De fait, si elle n'est pas résolue dans le calme, si la fin de la crise ne constitue pas une sortie par le haut pour la Guyane, si des jalons sérieux et structurants ne sont pas posés, le risque est élevé que d'autres départements et territoires d'outre-mer se rappellent au bon souvenir de Paris et perturbent le début du prochain quinquennat.
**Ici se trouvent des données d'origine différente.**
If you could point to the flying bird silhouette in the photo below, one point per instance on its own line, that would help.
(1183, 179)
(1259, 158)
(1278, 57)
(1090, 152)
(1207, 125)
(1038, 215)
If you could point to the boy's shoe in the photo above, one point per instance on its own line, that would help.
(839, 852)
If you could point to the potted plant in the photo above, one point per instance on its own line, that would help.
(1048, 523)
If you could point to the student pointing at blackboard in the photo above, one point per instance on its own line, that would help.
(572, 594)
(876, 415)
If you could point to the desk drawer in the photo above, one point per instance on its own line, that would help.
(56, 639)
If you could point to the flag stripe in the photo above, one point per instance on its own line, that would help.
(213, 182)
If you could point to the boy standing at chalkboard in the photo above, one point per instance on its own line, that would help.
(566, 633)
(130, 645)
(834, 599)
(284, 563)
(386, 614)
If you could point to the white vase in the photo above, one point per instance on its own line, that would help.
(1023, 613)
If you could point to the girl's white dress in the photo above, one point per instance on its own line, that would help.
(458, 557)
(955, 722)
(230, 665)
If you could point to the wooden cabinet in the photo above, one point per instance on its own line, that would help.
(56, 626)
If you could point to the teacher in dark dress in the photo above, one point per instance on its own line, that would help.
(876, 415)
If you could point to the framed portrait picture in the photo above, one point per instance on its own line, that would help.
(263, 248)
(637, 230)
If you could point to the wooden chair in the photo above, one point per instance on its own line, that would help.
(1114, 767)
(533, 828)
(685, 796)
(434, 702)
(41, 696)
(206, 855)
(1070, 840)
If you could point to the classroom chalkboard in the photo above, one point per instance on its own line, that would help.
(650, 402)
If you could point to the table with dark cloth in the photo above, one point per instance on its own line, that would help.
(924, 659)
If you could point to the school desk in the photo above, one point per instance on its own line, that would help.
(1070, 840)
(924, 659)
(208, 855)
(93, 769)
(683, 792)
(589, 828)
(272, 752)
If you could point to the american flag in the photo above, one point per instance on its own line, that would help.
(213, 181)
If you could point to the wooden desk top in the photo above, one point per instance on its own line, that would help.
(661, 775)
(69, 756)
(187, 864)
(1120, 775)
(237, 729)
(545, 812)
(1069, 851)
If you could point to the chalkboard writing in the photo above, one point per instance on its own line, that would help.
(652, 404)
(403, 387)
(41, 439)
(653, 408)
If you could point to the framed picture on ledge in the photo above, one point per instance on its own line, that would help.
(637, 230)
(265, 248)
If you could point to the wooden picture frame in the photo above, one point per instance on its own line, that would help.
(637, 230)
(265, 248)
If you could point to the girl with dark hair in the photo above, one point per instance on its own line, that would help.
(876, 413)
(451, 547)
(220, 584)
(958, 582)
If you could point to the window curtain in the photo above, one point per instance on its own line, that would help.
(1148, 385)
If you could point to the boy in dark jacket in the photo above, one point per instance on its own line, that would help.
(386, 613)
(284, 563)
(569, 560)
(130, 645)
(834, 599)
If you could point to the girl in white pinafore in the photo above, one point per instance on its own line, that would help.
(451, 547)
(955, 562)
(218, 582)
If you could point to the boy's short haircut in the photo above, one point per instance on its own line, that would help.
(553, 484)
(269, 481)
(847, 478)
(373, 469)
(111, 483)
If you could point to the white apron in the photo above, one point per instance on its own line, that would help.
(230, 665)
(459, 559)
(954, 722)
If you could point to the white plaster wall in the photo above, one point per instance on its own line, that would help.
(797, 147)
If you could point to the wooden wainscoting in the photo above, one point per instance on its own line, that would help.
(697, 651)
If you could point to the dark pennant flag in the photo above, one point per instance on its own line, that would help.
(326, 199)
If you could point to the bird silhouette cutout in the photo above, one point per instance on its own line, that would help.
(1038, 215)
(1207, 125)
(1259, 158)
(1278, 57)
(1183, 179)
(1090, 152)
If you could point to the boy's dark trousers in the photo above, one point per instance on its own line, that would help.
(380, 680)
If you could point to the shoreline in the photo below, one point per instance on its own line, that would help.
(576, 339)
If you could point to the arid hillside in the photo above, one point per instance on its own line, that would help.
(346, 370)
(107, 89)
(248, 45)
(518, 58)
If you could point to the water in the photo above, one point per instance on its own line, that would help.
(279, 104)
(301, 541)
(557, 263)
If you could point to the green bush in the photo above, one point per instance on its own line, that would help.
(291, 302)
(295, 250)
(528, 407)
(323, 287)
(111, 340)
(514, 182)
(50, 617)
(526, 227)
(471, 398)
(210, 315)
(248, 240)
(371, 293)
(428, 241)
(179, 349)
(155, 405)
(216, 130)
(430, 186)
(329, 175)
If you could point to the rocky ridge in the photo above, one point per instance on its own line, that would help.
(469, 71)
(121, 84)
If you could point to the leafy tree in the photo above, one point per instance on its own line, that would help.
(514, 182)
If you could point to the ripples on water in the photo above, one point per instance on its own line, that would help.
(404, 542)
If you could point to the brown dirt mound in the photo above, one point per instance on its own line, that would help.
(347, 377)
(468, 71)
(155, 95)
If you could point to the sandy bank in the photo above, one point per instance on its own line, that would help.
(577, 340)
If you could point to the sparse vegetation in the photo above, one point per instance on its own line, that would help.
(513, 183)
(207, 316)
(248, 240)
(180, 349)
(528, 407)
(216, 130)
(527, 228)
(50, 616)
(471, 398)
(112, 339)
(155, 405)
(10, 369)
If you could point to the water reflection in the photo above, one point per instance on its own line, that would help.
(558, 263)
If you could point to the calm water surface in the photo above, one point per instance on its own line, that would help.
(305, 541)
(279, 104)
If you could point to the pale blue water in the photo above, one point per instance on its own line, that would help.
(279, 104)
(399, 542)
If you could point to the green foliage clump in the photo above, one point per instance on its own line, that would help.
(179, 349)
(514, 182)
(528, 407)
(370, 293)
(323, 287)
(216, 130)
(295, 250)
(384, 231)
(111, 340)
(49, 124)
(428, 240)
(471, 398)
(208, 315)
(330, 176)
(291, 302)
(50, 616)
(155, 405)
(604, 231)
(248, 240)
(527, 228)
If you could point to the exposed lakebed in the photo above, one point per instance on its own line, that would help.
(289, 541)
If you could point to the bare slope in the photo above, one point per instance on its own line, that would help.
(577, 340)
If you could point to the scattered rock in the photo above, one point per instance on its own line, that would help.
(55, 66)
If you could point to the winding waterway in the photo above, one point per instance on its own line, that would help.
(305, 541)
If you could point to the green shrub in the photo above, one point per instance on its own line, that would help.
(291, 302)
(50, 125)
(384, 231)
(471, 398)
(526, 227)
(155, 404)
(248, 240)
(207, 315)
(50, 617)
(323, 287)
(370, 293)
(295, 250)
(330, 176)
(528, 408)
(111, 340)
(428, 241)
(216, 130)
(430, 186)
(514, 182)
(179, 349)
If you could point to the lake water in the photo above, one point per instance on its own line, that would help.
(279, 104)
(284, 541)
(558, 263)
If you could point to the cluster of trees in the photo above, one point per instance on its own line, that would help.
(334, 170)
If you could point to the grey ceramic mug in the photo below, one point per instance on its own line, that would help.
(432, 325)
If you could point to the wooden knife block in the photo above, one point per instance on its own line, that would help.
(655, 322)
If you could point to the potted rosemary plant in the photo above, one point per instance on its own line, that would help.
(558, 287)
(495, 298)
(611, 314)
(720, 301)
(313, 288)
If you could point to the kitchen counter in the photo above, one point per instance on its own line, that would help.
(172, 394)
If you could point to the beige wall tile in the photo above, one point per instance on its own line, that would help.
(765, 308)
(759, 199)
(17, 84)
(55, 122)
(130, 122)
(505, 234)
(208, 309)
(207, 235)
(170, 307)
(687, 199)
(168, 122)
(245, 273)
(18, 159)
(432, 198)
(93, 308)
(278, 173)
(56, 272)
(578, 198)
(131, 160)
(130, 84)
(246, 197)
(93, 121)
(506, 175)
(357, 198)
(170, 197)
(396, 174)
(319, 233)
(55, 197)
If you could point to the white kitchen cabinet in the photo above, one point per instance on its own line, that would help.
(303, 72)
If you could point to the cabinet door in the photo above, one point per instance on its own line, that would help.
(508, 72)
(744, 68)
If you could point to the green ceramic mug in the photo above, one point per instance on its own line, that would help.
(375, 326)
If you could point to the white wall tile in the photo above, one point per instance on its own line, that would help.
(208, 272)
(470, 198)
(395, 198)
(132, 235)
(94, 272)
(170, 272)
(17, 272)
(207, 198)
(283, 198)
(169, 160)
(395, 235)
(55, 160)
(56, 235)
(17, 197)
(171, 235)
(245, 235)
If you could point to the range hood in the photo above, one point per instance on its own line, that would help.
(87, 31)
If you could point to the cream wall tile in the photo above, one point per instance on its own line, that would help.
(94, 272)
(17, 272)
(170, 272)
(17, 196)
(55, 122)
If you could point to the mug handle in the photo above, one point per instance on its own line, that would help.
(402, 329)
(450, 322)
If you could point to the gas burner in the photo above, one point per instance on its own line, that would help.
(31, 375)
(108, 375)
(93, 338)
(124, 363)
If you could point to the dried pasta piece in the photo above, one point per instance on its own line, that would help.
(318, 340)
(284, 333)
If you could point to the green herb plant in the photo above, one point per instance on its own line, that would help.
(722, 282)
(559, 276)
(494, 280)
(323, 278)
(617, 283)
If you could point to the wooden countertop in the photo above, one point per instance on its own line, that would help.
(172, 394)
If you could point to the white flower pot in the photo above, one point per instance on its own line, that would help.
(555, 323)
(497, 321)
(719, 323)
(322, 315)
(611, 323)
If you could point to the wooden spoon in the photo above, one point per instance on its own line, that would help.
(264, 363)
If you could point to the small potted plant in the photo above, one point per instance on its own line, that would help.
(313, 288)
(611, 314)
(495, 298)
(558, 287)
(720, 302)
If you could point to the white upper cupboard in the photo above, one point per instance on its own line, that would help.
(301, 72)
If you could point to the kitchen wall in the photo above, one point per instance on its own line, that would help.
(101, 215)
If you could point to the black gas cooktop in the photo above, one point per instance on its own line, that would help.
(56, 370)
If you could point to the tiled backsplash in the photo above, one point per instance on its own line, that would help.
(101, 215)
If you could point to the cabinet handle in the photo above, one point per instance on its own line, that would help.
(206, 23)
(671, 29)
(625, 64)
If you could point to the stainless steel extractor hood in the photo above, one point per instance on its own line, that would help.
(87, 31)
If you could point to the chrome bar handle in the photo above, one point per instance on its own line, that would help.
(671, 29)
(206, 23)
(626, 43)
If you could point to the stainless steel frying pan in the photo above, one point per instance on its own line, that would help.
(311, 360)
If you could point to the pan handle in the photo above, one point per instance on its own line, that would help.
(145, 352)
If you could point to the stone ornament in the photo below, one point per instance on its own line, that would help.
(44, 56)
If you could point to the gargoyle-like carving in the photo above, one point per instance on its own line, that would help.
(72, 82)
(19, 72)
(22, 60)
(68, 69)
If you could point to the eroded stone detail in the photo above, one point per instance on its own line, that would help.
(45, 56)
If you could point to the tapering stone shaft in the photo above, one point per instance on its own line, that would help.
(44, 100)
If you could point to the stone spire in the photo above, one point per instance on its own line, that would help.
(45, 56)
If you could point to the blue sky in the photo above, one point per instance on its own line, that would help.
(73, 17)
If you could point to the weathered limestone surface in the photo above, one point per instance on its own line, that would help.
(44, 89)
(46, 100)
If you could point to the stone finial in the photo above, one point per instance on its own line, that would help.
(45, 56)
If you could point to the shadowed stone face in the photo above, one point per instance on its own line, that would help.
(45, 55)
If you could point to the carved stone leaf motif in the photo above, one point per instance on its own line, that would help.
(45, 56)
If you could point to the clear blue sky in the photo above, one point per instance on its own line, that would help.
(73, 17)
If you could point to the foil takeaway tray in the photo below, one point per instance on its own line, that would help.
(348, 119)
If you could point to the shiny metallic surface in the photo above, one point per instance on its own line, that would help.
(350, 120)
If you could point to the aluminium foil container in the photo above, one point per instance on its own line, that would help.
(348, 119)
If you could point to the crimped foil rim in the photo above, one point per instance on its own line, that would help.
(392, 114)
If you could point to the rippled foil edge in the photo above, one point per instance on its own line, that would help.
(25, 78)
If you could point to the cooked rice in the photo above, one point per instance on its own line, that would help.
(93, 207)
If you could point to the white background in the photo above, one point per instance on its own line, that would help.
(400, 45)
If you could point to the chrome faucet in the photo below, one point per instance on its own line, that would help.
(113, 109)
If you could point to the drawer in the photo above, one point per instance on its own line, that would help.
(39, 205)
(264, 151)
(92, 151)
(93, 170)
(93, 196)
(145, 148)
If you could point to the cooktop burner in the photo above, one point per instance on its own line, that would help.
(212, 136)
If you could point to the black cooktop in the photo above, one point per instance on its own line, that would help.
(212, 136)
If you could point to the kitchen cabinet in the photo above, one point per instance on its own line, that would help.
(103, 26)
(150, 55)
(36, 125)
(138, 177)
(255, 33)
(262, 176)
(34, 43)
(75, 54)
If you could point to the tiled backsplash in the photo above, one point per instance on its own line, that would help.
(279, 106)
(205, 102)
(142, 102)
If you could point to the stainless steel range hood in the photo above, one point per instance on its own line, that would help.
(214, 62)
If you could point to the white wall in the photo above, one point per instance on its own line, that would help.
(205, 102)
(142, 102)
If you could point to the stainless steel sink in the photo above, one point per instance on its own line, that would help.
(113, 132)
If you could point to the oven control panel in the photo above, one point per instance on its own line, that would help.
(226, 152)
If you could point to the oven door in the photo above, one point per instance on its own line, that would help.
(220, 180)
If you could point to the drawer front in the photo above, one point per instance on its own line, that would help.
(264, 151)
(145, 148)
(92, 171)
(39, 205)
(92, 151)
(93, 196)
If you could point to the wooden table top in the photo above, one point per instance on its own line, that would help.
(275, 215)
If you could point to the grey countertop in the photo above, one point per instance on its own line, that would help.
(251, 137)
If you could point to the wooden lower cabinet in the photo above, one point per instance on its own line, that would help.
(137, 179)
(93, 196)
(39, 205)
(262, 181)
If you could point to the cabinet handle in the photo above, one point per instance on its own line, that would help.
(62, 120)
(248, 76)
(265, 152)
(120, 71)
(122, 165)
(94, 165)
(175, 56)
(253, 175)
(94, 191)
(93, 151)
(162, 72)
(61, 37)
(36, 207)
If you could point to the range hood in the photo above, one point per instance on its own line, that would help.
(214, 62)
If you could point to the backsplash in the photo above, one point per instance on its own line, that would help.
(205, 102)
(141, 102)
En Guadeloupe, en Martinique, à Saint-Pierre-et-Miquelon, certaines tensions, certaines revendications sont déjà observées.

Il faut rappeler que la situation économique et sociale est très dégradée. Faute de tissu économique digne de ce nom, la Guyane importe quasiment tout ce qu'elle consomme. En 2015, selon les Douanes, les importations (1,2 milliard d'euros) étaient huit fois plus importantes que les exportations (138 millions d'euros). En Guyane, le taux de chômage dépassait en 2016 22% de la population active, ce qui constitue le record français, talonnée par Mayotte et la Martinique. Certes, le nombre de moins de 25 ans inscrits à Pôle Emploi a reculé de 8,2% en 2015. Toutefois, leur taux de chômage a augmenté de 6,7 points, passant de 40% à 46,7%. Sans surprise, compte tenu de ce sous-développement économique, du caractère embryonnaire du secteur privé - 31% de la population active travaillait dans la fonction publique en Guyane en 2014, contre 18,7% en Métropole, les Guyanais sont frappés par la pauvreté. Selon l'Insee, 44% des Guyanais vivaient sous le seuil de pauvreté local en 2011, (500 euros par mois). A titre de comparaison, en Métropole, le taux de pauvreté fixé à 60% du revenu médian (800/900 euros par mois) concerne 13% à 14% de la population.

"Quel que soit le gouvernement qui sera là, ce qu'on demande, il va être obligé de nous le donner", a déclaré Mikael Mancée, le porte-parole du collectif " Pou la Gwiyann dékolé ".

Pour le prochain président, la Guyane, et plus globalement l'outre-mer, risque d'être un véritable baptême du feu. Il sera immédiatement jugé sur sa capacité à réformer, à développer ces économies qui sont historiquement les laissées pour compte de la politique économique métropolitaine.

La partie sera-t-elle facile ? Au cours des meetings, devant leur auditoire conquis et enflammé, chacun des candidats se présente comme étant le seul capable de réformer la France, rapidement et sans douleur, ou presque. Pour l'instant, leurs propositions sur l'outre-mer sont bien peu précises, consistant le plus souvent à plaquer des dispositifs fiscaux taillés pour la métropole. La Guyane ? Peu en parlent. Néanmoins, le prochain président pourra compter sur l'attachement des Guyanais à la France pour lancer ses réformes. Un attachement a priori indéfectible. Mais il ne faudrait pas que la situation dégénère.